It’s crazy to look back and think about life one year ago. I graduated college a semester early and started a new job. I was living with nine other guys who were all in their last semester of college. We lived in Santa Barbara, one of the most beautiful places in the United States. We hung out constantly, playing video games and intramurals, going to the beach, and throwing parties at our house. It wasn’t perfect, but it sure was fun.
After we all walked in May, I hung out for a few days and then moved back home. In June, I started a new job. For a while, I kept missing it all. I missed coming home to my friends. I missed the late nights, the impromptu trips to Freebirds at two in the morning, competing for intramural championships (never could get one of the prized t shirts), the epic battles of civil war. Watching sunsets from the rooftop. Grilling steaks and brats and watching sports. Friendships forged and shattered over fantasy football (ok, maybe not quite that intense, but we sure yelled at each other a bit). Running stadiums at SBCC. I wanted to go back.
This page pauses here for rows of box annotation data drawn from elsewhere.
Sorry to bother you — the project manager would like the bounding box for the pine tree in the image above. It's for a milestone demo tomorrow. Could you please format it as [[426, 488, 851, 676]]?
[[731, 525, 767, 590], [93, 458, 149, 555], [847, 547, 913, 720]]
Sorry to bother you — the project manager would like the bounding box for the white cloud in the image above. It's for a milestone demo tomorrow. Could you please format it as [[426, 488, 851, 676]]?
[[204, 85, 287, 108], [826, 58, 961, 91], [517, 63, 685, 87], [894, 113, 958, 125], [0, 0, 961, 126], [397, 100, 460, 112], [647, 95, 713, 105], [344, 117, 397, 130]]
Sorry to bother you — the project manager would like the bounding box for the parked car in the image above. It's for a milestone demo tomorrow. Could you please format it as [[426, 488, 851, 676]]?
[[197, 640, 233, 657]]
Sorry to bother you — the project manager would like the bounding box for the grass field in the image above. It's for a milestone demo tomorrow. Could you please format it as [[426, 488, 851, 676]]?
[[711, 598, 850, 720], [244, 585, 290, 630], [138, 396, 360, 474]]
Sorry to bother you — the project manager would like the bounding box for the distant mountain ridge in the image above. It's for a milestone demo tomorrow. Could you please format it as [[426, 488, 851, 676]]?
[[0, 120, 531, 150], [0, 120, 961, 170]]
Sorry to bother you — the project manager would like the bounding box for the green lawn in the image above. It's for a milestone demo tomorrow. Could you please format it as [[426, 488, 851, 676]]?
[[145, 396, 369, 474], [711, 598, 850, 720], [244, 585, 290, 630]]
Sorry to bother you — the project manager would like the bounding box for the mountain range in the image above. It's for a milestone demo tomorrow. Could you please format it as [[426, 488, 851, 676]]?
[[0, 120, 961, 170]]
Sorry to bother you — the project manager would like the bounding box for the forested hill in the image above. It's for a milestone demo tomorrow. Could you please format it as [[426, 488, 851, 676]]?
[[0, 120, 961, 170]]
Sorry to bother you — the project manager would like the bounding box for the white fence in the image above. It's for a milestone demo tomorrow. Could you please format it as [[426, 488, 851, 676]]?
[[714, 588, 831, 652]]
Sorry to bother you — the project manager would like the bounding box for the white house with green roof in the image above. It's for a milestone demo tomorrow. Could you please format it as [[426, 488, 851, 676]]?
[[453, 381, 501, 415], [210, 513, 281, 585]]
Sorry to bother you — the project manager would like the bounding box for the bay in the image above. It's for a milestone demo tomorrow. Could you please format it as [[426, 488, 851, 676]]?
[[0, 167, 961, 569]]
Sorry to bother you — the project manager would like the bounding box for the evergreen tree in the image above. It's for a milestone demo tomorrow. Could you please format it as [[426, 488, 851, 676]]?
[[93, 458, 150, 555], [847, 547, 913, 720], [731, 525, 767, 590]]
It got me down. I would look back and think about all the fun I had. I had conversations with friends about how much we missed college. It seemed like graduating from college took away most of my friends and fun. While I tried to keep an optimistic demeanor around people, inside I was nostalgic.
The feeling continued for a few months, and I still miss elements of college. College was fun and carefree. Responsibilities were minimal, friends were plentiful, and it seemed like life couldn’t get any better. Life after college is tough. You have to deal with things like bills and insurance and jobs. You are trying to figure out what job to take and what on earth you are doing with your life. There’s a bit of an identity crisis; for so many years (about 17) you were a student. Now? Not really sure.
The important thing I realized is that college truly is over. It’s done. There’s no going back (there is grad school, but that’s not the same). With this realization comes two choices. Either you can live like and think that your best years already happen, or you can appreciate this special time of your life and focus on how to make your future great. I had (and occasionally still do) a tendency to subscribe to the former. But I realized that I have the rest of my life in front of me. I could easily live 60, 70, or even 80 more years. To think that my best years are over at age 22 is to give up on the future.
As Dr. Seuss said so well, “Don’t cry because it’s over, smile because it happened.”

I’m taking this to heart. My life isn’t over. There is so much potential for the future. Yeah, I loved college. It was some of the best years of my life. I learned, loved, and lived. But that doesn’t mean I still can’t have a blast going forward. I can continue to have fun with friends. I can make new, crazy memories. Life continues, and there is every opportunity to live and love as there was before.